When response storage is disabled, retrieve/delete/cancel-by-id and previous_response_id chaining return an error. When conversation storage is disabled, requests using conversation return an error.

Chaining semantics

  • previous_response_id loads the stored response's input items and output items as prior conversation history, then appends the new input.
  • conversation loads and appends to an in-memory transcript by id.
  • The two fields are mutually exclusive.
  • instructions from the referenced prior response are not carried over.

Unsupported tool types

Only function tools are accepted. Built-in/external tool types such as web_search, file_search, computer_use_preview, code_interpreter, image_generation, mcp, custom, apply_patch, and function_shell return 400 responses. mlxcel does not execute external tools for the Responses API.

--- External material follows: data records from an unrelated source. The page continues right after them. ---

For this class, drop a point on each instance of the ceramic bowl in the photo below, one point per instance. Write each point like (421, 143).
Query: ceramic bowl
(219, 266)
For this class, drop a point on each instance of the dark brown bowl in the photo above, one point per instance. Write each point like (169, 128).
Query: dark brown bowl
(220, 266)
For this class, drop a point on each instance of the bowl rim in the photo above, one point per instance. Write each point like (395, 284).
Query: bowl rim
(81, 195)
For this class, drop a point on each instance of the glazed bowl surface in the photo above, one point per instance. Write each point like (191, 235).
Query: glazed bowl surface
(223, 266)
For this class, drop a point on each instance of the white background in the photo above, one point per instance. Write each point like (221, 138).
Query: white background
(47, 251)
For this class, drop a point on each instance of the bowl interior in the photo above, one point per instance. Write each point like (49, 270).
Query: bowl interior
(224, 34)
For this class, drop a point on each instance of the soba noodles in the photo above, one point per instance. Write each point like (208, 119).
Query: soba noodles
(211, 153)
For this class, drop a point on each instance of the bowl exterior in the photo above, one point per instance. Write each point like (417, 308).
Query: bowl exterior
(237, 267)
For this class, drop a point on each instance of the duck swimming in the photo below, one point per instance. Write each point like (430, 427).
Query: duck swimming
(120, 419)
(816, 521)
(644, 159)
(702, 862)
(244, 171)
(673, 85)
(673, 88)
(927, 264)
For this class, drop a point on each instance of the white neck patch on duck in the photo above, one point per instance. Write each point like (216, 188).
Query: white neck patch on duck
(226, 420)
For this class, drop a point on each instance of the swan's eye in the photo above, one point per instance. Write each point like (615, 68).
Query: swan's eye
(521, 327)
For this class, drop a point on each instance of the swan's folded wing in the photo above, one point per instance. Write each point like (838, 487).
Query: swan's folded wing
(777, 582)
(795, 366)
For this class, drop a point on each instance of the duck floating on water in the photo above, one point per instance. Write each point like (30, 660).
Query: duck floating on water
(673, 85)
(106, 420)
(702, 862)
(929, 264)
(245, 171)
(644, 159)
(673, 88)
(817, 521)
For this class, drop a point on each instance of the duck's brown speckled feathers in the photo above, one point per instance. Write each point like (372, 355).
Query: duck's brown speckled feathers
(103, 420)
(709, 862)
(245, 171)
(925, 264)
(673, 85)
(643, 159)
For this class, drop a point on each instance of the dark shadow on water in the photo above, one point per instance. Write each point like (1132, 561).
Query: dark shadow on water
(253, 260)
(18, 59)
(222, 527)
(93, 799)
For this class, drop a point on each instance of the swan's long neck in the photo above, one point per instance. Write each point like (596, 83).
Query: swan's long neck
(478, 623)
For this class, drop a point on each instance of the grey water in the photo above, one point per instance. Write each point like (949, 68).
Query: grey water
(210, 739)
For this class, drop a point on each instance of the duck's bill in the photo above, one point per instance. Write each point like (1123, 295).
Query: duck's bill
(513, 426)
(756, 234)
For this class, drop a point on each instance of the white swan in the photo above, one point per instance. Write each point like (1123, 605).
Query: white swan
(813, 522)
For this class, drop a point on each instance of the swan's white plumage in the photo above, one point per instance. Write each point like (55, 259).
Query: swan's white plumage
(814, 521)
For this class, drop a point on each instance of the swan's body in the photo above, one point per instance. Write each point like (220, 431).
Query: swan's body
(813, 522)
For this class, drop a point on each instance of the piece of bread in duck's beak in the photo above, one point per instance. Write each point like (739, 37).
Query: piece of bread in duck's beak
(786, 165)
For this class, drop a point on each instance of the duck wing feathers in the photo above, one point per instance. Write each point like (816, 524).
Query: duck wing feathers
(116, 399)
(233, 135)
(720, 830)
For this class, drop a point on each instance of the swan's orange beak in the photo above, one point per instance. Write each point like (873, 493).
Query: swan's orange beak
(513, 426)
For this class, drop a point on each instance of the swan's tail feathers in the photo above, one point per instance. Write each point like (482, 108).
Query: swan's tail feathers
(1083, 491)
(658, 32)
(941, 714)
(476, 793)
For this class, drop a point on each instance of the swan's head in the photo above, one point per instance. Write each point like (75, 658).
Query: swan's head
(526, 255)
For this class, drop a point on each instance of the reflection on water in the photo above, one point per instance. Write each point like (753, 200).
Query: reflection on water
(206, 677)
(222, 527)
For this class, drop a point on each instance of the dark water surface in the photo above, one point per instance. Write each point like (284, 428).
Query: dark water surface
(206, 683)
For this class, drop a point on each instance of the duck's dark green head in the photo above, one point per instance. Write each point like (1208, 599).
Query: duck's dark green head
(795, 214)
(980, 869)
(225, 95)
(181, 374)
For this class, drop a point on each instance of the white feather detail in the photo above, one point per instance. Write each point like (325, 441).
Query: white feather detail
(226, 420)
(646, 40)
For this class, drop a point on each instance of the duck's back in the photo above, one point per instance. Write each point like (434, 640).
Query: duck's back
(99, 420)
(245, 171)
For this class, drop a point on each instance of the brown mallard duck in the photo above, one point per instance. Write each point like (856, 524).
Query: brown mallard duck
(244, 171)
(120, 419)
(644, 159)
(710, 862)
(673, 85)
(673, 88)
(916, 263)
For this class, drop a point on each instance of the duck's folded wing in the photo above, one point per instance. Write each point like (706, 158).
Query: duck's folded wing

Differences from OpenAI's full API

Notable gaps:

  • no background job mode;
  • no input-items pagination endpoint;
  • no server-side compaction endpoint;
  • no token-count endpoint;
  • no built-in tools or MCP connector execution;
  • no disk-persisted response store;
  • incomplete OpenAI Responses multimodal part compatibility.